Jottings

COMMENTS BY ARTISTS WHO TOOK PART IN THE EXPERIMENT

KAREN HOWSE:

It feels like a privilege to take part in someone else's place. I like the Bachelard quote about a room being "a nest for dreaming, a shelter for imagining".
In making the drawing I aimed to suggest the atmosphere and feel of the place as well as the physical properties. I chose to draw on gessoed surfaces rather than smooth paper. This was an attempt to evoke the context of the room, like drawing on walls. Everything seems separate in the description, in the written word, but I knew from describing my own room everything is really inter-meshed. It was a challenge to show some of this overlapping in the making of the drawing.
The project was also about absence and not knowing. I had not met my collaborator Rosemary or been in her room. This absence became a felt presence, the room became present in the description and Rosemary became more present as I explored the room through the drawing.
The description of the room being a place for tea stayed with me and worked on my subconscious until I found myself making a box to make the drawing on, a tea box. The fact the room was also described as a 'container' reinforced this. The description included the view from the container and this guided me to look at the tension between inside and outside, light and dark.
I found myself using real things from my own life to furnish the room, like the garden tools. Sometimes I had to draw on memory eg: for the field and oak wood beyond. Sometimes things became stylized and symbolic or fragmented, an impression of reality like entering a dream. Drawing became a search for common ground.
Taking part in this I felt I had to be true to the words written. To give respect to the place and my collaborator's relationship with that place. To find the place through another's description. The words being the bridge. The drawing being the tool for exploration and discovery. The drawing is a personal perspective based on another's perspective! The project lent me a small window into a stranger's life. By making the drawing and spending time with the description, listening to it, I felt a connection.


RICHARD SNYDER:
 
Here are words about my visual responses to Janet Passhel’s description of the room. The collage technique answered the problems I had making my drawing.
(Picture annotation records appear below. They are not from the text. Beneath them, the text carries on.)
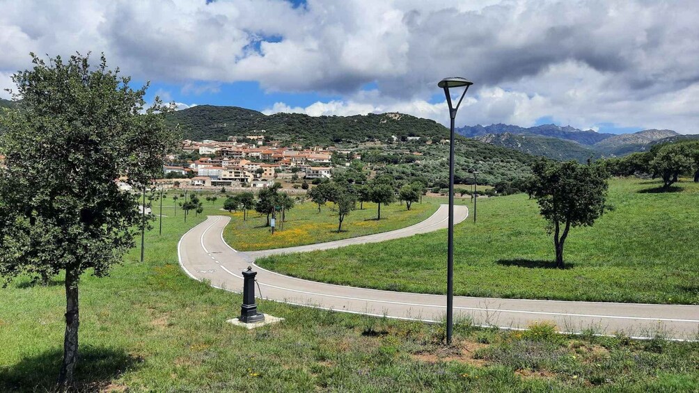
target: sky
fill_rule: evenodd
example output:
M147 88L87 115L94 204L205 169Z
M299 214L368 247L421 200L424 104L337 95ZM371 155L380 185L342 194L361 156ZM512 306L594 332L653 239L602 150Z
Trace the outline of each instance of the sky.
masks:
M0 98L45 57L103 52L186 108L401 112L457 126L699 133L699 1L0 0Z

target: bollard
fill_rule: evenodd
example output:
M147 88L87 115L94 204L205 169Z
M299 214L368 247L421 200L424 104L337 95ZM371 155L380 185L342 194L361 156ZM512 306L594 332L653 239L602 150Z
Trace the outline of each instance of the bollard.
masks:
M252 271L252 267L243 272L243 305L240 306L240 322L255 323L264 321L264 314L257 312L257 304L255 304L255 276L257 272Z

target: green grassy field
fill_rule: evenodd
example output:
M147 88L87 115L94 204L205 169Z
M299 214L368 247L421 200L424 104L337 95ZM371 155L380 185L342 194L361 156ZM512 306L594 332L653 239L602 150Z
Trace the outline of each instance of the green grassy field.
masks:
M699 184L658 193L657 181L612 179L613 209L571 230L569 268L550 268L553 241L535 200L478 200L478 222L455 232L456 295L565 300L699 304ZM470 200L464 200L473 208ZM297 277L428 293L446 291L446 230L389 242L270 257L260 265ZM362 272L361 275L356 272Z
M218 214L208 207L206 214ZM699 343L443 326L262 302L286 318L253 331L224 321L241 297L189 279L177 242L204 217L164 218L109 277L80 283L80 391L550 392L699 389ZM0 290L0 391L52 389L64 295L17 279Z
M319 213L315 203L296 205L286 213L283 230L275 230L274 235L269 227L265 227L266 216L250 211L247 221L244 221L243 212L238 212L231 214L231 223L224 230L224 239L233 248L242 251L331 242L407 227L426 219L439 207L436 202L425 202L413 203L408 211L405 204L394 203L382 206L381 220L376 220L376 204L363 205L363 209L357 209L345 217L340 233L337 232L338 214L332 211L333 204L330 202L321 207ZM278 215L278 226L279 218Z

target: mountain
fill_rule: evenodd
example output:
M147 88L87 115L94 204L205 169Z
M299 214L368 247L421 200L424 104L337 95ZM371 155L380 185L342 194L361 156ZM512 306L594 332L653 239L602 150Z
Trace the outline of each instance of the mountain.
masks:
M633 134L621 134L596 143L593 147L606 154L624 156L647 150L658 140L679 135L672 130L644 130Z
M517 135L512 133L486 134L473 139L533 156L542 156L561 161L575 160L584 163L588 158L598 158L600 153L579 143L538 135Z
M543 124L529 128L502 124L491 124L490 126L485 126L478 124L477 126L466 126L457 128L456 132L467 138L483 136L487 134L503 134L505 133L516 135L536 135L572 140L587 145L592 145L600 142L614 135L600 133L592 130L579 130L570 126L561 127L555 124Z
M338 142L387 140L392 135L447 138L448 130L427 119L400 113L311 117L298 113L266 115L238 107L197 105L177 111L168 119L179 124L186 139L225 140L265 130L268 139L330 144Z

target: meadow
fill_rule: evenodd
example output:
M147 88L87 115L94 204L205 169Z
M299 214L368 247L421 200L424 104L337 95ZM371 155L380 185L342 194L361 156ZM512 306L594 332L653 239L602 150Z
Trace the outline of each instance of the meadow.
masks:
M164 218L108 277L80 283L77 391L103 392L575 392L699 389L699 343L662 337L556 334L457 321L454 345L443 325L400 321L262 301L286 318L247 331L227 324L239 295L189 279L177 243L206 214ZM20 278L0 290L0 391L53 389L62 354L64 295Z
M477 222L455 229L458 295L699 304L699 184L636 178L610 182L608 211L565 242L567 268L553 268L552 237L524 194L479 198ZM437 202L446 200L437 199ZM469 198L456 198L473 209ZM446 230L327 251L269 257L265 268L337 284L446 292ZM362 272L361 275L356 272Z
M363 209L354 210L345 217L342 231L338 232L338 213L333 211L332 202L321 206L312 202L298 203L286 212L287 221L282 223L281 214L277 215L277 229L274 235L266 226L266 215L254 210L247 212L247 220L243 221L243 212L231 214L230 223L224 230L224 239L233 248L241 251L266 250L281 247L292 247L313 243L332 242L348 237L364 236L387 232L417 223L434 214L439 207L437 202L413 203L410 210L405 204L396 202L381 207L381 219L377 220L375 203L365 202ZM221 212L222 214L228 214Z

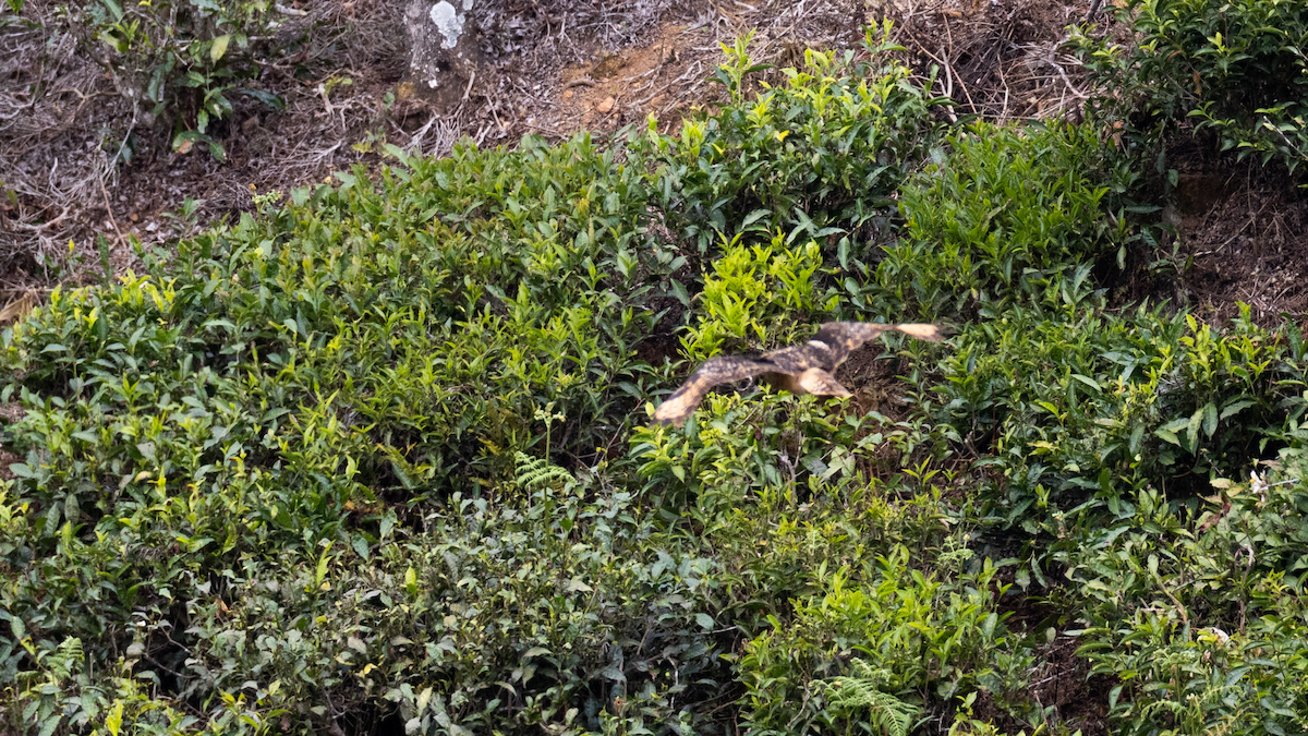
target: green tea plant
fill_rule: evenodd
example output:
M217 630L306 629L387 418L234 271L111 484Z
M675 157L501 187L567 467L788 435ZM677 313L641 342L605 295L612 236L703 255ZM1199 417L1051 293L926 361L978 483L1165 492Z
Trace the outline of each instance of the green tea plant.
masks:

The house is as clear as the panes in their steel frames:
At first I took that as the term “Window Panes” which is high quality LSD. I tried to maintain the translucent description in my drawing. After three false starts, I finally found the window panes and central circle as a fractured structure to work with.

One room if for eating, sleeping, singing, sex and accounting:
This line made me imagine a very compressed drawing space where many disparate activities are forced to take place. The circular nature of Janet’s room description (like a poem) demanded forcing the clashing elements to interact in space accounted for.

There is a desk, a music stand, a thin brown mattress and a white rug, across which to navigate:
I had trouble with this line. I found some old hand written sheet music in my file cabinet. I may have written it, or maybe someone else made it. Anyway, it’s a kind of drawing. I combined the brown mattress and the desk in two different panes. There is plenty of white for the rug so I didn’t address that specifically.

spillage and regret:
This is my favorite line because my day to day work deals with just that. Dripping images that go outside of the boundaries like precocious children aren’t supposed to do.

A child, bowl and fork:
I really tried to draw a child with a fork, but it took way too much time. I found a stock image that fit the bill. I defend my use of the stock image because everyone else uses terms like “mash up” and “sampling” and they get away with it.

Yellow dishes, hair-dye, old newspapers and crayon drawings of the moon:
Old newspapers are a no-brainer. I collect them and use them all the time. I enjoyed making crayon drawings of the moon, and I may introduce them into my regular work. Hair dye put me off because I am bald. Yellow dishes became disks that talked to the central circle and flat responses to the moons.

A sinuous pot-bound tree mimics the form of antlers of a young buck, pregnant red tips so tender:
Pot bound? My answer was to place the tender suckling red antlers of the young buck next to the blue image of ecstasy.

This is no room for a human:
This line confused me, and makes me want to make another drawing.

Conclusion:
This project was literally a Rhinoceros in the room of my studio. I was forced to work outside of my normal thinking about visual depiction. This beast disrupted and mangled my studio. Its shit is still piled up in there and I finally shoveled it into place. Perhaps I will compost it and cherish it another day.

Drawing is paper and the marks made on it. Here is my list of materials: 100% Rag papers, Color Aid paper, bond paper, The New York Observer, The Village Voice, The New York Times, gesso, graphite, charcoal, acrylic paint, pastels, black Sumi ink, sepia ink, white crayon, Sharpie, ink jet and acrylic resin.